Article
The MERITAGE Study (NeoVista), a study to evaluate the effect of epimacular brachytherapy in patients with exudative age-related macular degeneration previously treated with ranibizumab (Lucentis, Genentech), showed that the treatment results of radiation therapy were “interesting and encouraging” at the 2-year time point, according to Pravin Dugel, MD.
Orlando-The MERITAGE Study (NeoVista), a study to evaluate the effect of epimacular brachytherapy in patients with exudative age-related macular degeneration (AMD) previously treated with ranibizumab (Lucentis, Genentech), showed that the treatment results of radiation therapy were “interesting and encouraging” at the 2-year time point, according to Pravin Dugel, MD.
The goal of the MERITAGE Study was to determine if the treatment burden associated with intravitreal injections of an anti-vascular endothelial growth factor (VEGF) drug could be decreased with the addition of epimacular brachytherapy, and if the visual acuity level could be maintained. The study patients’ treatment had a poor response to anti-VEGF drug injections despite a loading phase of three consecutive injections of ranibizumab and a maintenance phase of five additional injections in the year before study enrollment or a minimum of three additional injections in the 6 months before enrollment.
At the 2-year time point after one application of epimacular brachytherapy, 68.1% of patients maintained their visual acuity, 32% had increases in visual acuity, and 7.5% had a gain of 15 letters or more. As a group, there was an average decrease of 6.7 letters. The average increase was 10.1 letters among the patients who gained vision, Dr. Dugel said.
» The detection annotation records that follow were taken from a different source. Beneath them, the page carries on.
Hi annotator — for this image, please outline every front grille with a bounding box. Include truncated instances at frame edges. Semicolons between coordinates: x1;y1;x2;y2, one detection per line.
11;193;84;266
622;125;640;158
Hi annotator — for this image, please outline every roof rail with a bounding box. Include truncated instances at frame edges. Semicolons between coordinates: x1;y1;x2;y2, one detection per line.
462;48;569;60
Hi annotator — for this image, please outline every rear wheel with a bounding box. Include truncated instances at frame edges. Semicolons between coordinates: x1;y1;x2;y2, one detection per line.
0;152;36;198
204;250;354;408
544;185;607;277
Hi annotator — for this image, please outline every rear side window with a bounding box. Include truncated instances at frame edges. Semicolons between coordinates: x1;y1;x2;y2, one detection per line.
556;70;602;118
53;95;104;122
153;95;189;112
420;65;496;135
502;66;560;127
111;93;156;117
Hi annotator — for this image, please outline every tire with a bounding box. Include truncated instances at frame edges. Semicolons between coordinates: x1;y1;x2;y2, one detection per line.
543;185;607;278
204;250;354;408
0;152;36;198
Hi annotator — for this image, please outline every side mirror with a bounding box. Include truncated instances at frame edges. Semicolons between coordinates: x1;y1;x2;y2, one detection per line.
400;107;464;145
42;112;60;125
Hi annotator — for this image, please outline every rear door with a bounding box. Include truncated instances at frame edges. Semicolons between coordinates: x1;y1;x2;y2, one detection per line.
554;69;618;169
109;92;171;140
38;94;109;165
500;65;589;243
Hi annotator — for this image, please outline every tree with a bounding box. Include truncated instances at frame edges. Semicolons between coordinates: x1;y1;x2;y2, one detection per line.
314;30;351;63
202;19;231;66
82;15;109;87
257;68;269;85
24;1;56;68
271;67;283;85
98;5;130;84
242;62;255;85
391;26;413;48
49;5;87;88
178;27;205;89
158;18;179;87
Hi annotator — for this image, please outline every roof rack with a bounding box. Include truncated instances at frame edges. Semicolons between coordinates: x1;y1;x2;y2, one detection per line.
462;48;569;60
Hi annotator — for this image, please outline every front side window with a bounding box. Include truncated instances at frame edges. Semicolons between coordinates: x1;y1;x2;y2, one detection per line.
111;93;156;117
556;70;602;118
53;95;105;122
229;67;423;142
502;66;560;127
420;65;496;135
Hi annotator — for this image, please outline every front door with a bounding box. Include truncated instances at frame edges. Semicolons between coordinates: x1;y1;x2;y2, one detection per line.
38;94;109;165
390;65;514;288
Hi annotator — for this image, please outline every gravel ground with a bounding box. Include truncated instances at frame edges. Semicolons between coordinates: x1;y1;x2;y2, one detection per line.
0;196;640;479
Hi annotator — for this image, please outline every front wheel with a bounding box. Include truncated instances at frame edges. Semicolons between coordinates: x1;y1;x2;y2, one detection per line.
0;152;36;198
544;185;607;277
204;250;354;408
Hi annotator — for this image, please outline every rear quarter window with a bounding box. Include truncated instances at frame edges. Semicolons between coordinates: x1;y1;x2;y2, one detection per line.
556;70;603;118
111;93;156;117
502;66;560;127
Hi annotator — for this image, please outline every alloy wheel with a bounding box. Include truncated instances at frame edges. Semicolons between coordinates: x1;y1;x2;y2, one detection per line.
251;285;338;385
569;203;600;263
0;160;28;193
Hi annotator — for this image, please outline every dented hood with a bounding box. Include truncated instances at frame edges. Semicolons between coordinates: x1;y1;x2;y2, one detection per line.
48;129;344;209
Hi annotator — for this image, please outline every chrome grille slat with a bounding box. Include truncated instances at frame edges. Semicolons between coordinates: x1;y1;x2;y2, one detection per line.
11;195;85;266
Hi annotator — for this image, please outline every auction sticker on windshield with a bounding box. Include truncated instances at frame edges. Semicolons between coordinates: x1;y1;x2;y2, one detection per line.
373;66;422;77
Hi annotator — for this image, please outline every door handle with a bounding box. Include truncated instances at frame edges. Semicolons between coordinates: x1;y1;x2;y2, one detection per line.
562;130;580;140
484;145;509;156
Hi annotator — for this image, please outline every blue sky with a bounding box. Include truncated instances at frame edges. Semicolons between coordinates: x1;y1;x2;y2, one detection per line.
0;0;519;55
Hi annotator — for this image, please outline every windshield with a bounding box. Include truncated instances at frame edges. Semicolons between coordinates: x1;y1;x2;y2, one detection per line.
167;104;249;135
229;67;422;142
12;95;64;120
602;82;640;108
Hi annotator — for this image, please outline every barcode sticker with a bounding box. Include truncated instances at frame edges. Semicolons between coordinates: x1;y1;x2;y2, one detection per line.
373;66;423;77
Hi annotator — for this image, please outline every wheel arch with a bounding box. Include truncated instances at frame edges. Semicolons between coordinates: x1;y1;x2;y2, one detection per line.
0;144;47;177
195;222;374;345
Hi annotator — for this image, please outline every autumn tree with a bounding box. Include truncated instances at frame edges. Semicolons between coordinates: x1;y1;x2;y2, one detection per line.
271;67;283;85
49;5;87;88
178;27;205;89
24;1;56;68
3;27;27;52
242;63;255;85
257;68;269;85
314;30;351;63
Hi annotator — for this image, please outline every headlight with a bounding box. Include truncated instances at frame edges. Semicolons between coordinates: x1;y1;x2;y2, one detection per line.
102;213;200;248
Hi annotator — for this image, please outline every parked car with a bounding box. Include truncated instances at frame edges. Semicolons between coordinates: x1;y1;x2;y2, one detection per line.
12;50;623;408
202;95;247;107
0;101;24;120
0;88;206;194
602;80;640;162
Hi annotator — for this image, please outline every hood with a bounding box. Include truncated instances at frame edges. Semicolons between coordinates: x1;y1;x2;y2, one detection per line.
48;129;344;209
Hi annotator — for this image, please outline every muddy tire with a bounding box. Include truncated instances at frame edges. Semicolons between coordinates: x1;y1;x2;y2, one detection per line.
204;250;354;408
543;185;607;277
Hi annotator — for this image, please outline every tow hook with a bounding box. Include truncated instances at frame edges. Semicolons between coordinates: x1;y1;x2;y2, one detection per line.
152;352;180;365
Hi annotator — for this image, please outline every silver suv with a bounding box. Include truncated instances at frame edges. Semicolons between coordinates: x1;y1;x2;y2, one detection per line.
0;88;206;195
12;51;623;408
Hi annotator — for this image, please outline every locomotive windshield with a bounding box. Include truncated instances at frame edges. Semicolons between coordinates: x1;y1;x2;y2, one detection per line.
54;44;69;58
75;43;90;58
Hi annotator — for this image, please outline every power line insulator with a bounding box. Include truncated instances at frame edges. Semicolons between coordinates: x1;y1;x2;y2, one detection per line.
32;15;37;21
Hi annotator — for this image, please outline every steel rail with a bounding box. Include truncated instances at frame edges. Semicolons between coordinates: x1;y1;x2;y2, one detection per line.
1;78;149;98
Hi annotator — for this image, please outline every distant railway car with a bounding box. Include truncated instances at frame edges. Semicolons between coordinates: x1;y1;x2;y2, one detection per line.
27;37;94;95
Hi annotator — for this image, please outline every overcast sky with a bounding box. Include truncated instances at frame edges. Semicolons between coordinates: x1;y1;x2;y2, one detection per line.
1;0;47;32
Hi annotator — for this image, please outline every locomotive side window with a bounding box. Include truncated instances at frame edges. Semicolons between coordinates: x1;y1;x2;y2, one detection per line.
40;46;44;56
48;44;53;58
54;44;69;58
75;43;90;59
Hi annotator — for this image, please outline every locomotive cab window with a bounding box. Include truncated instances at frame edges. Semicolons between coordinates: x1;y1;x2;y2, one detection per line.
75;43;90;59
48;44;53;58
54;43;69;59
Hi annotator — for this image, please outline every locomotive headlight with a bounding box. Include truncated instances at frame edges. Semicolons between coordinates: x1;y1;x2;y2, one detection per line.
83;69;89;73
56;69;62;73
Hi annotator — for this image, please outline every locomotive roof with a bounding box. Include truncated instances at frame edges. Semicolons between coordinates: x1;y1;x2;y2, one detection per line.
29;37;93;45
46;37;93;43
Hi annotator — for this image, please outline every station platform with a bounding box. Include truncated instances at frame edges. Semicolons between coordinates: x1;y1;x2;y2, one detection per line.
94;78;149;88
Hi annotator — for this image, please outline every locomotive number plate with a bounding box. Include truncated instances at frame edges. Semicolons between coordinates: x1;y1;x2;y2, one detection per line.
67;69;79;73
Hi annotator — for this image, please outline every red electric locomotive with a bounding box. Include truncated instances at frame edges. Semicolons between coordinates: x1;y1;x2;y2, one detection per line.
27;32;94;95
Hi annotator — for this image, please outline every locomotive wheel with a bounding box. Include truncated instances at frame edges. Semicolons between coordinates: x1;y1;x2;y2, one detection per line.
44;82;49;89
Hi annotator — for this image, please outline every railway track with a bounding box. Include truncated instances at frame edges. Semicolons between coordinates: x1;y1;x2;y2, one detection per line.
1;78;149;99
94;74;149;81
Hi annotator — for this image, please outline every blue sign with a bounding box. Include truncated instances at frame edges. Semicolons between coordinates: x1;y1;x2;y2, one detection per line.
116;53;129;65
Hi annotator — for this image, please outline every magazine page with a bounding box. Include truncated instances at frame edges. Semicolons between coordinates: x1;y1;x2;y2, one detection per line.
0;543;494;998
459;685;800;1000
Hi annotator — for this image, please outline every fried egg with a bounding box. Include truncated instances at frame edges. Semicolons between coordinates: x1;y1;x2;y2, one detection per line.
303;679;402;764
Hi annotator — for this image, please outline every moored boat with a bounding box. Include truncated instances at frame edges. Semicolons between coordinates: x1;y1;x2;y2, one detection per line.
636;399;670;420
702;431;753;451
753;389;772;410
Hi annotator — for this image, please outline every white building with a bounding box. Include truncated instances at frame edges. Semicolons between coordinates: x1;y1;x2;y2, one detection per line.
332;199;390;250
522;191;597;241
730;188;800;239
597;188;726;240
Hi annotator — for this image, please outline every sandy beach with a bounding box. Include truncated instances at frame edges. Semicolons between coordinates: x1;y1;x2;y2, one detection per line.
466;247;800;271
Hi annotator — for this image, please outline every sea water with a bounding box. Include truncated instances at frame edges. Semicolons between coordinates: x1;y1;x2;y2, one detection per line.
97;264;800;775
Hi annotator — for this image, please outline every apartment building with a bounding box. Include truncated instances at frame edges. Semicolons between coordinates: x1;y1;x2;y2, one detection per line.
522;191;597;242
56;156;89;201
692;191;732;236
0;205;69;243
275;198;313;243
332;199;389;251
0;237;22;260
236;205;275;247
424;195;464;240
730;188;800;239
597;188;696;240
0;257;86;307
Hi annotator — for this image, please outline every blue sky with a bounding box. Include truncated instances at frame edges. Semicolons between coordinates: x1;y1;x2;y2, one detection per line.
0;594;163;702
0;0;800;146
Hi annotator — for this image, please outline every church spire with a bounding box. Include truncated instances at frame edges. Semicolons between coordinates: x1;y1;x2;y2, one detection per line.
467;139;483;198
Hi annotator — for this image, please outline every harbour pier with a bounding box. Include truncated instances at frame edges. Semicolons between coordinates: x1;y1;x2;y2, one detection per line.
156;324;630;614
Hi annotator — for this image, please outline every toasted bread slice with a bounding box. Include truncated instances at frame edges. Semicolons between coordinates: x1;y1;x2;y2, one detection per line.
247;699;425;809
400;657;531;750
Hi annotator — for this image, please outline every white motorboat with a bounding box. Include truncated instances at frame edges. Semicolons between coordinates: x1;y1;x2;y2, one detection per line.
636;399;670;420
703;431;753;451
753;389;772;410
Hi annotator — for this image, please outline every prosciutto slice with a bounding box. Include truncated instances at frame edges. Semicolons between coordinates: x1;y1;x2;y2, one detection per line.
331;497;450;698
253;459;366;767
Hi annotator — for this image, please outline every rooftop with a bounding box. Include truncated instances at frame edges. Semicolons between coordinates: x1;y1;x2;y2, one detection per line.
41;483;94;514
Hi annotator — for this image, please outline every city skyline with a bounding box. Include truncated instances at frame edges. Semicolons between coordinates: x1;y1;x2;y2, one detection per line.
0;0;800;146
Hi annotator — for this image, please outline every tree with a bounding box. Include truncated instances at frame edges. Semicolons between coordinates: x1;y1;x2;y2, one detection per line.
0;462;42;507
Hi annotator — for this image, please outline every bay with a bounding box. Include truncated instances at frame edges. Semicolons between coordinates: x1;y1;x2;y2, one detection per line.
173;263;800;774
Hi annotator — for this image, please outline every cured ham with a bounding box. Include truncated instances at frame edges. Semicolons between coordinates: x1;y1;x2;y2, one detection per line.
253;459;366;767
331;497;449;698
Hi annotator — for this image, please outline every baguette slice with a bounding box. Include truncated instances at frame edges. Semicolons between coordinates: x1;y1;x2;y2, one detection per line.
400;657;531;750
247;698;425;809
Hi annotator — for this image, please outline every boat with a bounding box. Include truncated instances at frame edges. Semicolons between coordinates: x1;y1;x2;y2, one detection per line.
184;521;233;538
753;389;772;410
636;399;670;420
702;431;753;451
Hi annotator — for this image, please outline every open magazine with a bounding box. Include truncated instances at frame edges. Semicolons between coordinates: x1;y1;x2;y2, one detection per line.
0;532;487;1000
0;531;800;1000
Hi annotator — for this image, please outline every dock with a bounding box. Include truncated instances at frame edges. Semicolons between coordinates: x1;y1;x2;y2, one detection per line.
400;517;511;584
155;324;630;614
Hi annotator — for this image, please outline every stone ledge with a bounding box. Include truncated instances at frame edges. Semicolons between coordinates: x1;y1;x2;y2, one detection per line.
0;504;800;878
A mean of 4.2 injections were administered annually; 15% of patients had no injections, and 38% had 2 or fewer injections annually.
Despite the difficult-to-treat patient population, “almost one-third of patients had improved visual acuity,” Dr. Dugel said. “Notably, those patients with the greatest improvements in visual acuity had the fewest number of injections. Radiation must have had a beneficial and synergistic effect.”
Patients with classic AMD seemed to respond better than the other types, Dr. Dugel said. The results of the CABERNET Study of the effect of epimacular brachytherapy on treatment-naïve AMD are expected in the first quarter of 2012.